Baty, dla dorosłych nawet, będą tylko narkotykiem,
nigdy – środkiem wychowawczym.
Kto uderza dziecko, jest jego oprawcą.
(Janusz Korczak)
Bić czy nie bić? - chciałoby się zapytać. Dziś odpowiedź jest
oczywista! Nie bije się dzieci! Nie bije się nikogo! Nie zawsze jednak tak
było.
W dawnej szkole nauczyciele często stosowali
kary dla utrzymania poprawnego zachowania uczniów i zapewnienia dobrych wyników w nauce. Już
pierwszego dnia uczniowie byli informowani, jak powinni postępować w szkole i
poza nią: przychodzić przed ósmą,
wyznaczonych miejsc w ławkach nie zmieniać, nie pluć na podłogę, nie śmiecić,
podczas dużej pauzy klasę zamieść, na lekcjach nie rozmawiać, podnosić w górę
rękę w razie jakiegoś pilnego interesu (…) na ulicy przed każdym przechodzącym
starszym zdjąć czapkę, pochwalić Boga i pocałować w rękę(…) Uczeń
był karany za przewinienia popełnione w szkole, jak i poza nią, bo nie
przestawał być członkiem społeczności szkolnej. Do wymienionych wyżej przewinień
dochodziły: nieprzygotowanie do lekcji, odzywanie bez pytania, podpowiadanie lub dawanie zadania do odpisania, przezywanie
kolegów, umieszczanie swoich inicjałów na ławce, kłamstwo, kradzież.
Oczywiście, oficjalny regulamin szkół mówił, że dozwolone kary to: nagana udzielona
przez nauczyciela, stanie poza ławką, wykluczenie z zabaw i wycieczek
szkolnych, zatrzymanie w szkole po godzinach nauki i wyznaczenie jakiegoś
zajęcia, zagrożenie usunięciem i usunięcie ze szkoły. Chłosta jest
niedopuszczalna. Regulamin regulaminem,
a życie życiem. Najczęściej bowiem stosowanym środkiem wychowawczym była kara cielesna. Wychodzono z
założenia, że jeżeli za młodu nie użyje się rózgi w celach wychowawczych, to w
wieku dorosłym trzeba będzie podjąć środki bardziej radykalne. Rózga mogła być:
brzozowa, rzemienna, „placenta -skóra okrągła, gruba w kilkoro złożona, na dłoń
ręki szeroka” albo spleciona z siedmiu do dziewięciu sznurków. Bito w rękę lub
w pośladki. Za co? Za omyłki w czytaniu lub nieopanowanie pamięciowe zadanego
fragmentu.
Na przełomie XVI i XVII wieku w krajach
niemieckojęzycznych w szkołach parafialnych urządzano nawet wyprawy do lasu po
rózgi. Przeznaczano na to dzień św. Grzegorza albo Zielone Świątki. Uczniowie sami przynosili rózgi, ale
przynajmniej przez jeden dzień mogli się bawić.

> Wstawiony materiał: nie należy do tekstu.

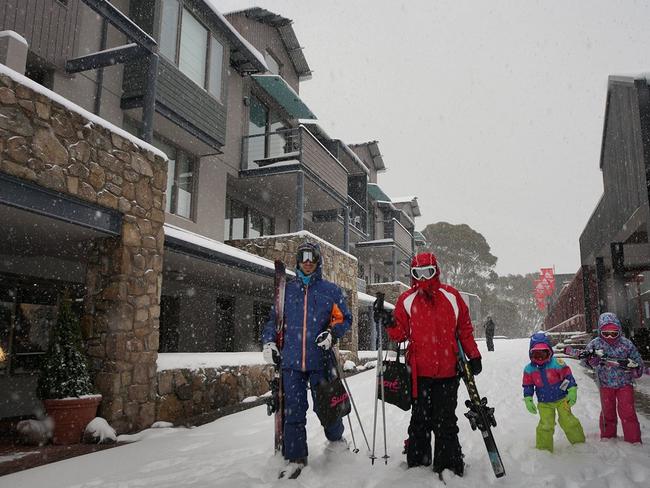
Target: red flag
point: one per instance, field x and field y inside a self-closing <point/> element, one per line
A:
<point x="548" y="275"/>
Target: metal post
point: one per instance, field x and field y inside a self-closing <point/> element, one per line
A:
<point x="100" y="72"/>
<point x="346" y="228"/>
<point x="149" y="105"/>
<point x="300" y="201"/>
<point x="600" y="283"/>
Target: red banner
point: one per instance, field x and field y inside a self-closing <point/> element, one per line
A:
<point x="548" y="275"/>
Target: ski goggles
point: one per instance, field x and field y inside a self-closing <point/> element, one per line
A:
<point x="305" y="255"/>
<point x="540" y="354"/>
<point x="424" y="272"/>
<point x="610" y="334"/>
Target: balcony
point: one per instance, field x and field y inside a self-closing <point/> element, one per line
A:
<point x="389" y="256"/>
<point x="290" y="170"/>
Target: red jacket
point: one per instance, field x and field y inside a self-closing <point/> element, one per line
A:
<point x="431" y="322"/>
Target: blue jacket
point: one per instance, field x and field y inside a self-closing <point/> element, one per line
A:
<point x="308" y="310"/>
<point x="609" y="375"/>
<point x="546" y="380"/>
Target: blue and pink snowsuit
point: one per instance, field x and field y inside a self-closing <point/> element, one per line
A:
<point x="616" y="390"/>
<point x="550" y="381"/>
<point x="311" y="306"/>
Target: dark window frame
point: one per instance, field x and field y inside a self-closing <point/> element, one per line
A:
<point x="21" y="289"/>
<point x="248" y="209"/>
<point x="173" y="192"/>
<point x="208" y="49"/>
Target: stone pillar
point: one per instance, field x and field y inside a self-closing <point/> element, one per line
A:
<point x="56" y="147"/>
<point x="13" y="51"/>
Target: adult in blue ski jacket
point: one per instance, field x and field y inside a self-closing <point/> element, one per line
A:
<point x="315" y="316"/>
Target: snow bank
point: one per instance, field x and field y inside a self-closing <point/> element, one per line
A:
<point x="237" y="450"/>
<point x="202" y="360"/>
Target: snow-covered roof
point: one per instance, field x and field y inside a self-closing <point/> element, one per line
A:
<point x="14" y="35"/>
<point x="247" y="45"/>
<point x="220" y="247"/>
<point x="73" y="107"/>
<point x="375" y="242"/>
<point x="313" y="237"/>
<point x="287" y="35"/>
<point x="403" y="199"/>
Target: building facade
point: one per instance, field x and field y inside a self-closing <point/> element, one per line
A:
<point x="167" y="247"/>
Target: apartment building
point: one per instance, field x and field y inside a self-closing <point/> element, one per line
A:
<point x="246" y="162"/>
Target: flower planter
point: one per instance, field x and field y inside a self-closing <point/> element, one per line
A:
<point x="70" y="417"/>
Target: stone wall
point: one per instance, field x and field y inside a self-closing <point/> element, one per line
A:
<point x="184" y="394"/>
<point x="57" y="148"/>
<point x="338" y="267"/>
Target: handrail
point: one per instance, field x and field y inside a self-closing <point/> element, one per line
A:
<point x="305" y="129"/>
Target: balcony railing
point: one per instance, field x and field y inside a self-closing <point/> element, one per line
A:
<point x="358" y="216"/>
<point x="273" y="150"/>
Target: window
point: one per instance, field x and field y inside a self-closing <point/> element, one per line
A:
<point x="169" y="29"/>
<point x="187" y="43"/>
<point x="192" y="57"/>
<point x="28" y="311"/>
<point x="267" y="137"/>
<point x="245" y="222"/>
<point x="216" y="66"/>
<point x="180" y="179"/>
<point x="272" y="63"/>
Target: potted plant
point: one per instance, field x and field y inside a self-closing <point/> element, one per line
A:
<point x="64" y="383"/>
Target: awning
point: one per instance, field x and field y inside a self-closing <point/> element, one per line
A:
<point x="282" y="93"/>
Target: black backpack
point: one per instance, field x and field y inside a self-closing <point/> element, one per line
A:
<point x="397" y="383"/>
<point x="332" y="399"/>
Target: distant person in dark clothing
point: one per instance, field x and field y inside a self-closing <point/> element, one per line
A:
<point x="489" y="333"/>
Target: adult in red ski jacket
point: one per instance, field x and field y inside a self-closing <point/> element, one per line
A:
<point x="432" y="316"/>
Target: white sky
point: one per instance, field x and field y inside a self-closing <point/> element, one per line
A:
<point x="490" y="112"/>
<point x="236" y="451"/>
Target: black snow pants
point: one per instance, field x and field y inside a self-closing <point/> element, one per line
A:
<point x="435" y="410"/>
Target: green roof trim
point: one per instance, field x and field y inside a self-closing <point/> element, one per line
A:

Nauczyciele byli tyleż okrutni, co i pomysłowi w
wymyślaniu różnorakich kar, często hańbiących. Zaliczali je jednak do metod
wychowawczych. Jeszcze na przełomie XIX i XX wieku do nagminnie stosowanych,
nieoficjalnych kar należały: stanie w kącie klasy, klęczenie na worku z
kasztanami lub grochem, klęczenie z książką lub cegłą trzymaną w podniesionych
rękach, targanie za uszy, zawieszanie wizerunku osła na piersiach lub plecach klęczącego,
sadzanie w oślej ławce, zostawianie po lekcjach w szkole, w tzw. kozie, całowanie
wszystkich uczniów w rękę.
Jeśli myślicie, że to koniec udręk, to nie znacie dawnych nauczycieli. Uczeń bywał karany wpisem do czarnej księgi – czyli hańby i wstydu - za niedbalstwo i ciągłe opuszczanie się w naukach. W XIX wieku w jednej ze szkół krakowskich zapisano: (…) za odpowiedź grubiańską Profesorowi i nieprzyzwoite leżenie na ławce zasługuje na wpis do tej księgi (…) Jak jeszcze raz lekcji umieć nie będę, dziesięć rózg wezmę. Były też inne sposoby wychowywania, na przykład sąd koleżeński, który często kończył się wymierzeniem kary. Nie zdarzyło się, żeby ktoś nie podporządkował się orzeczeniu sądu i nie odbył wymierzonej kary.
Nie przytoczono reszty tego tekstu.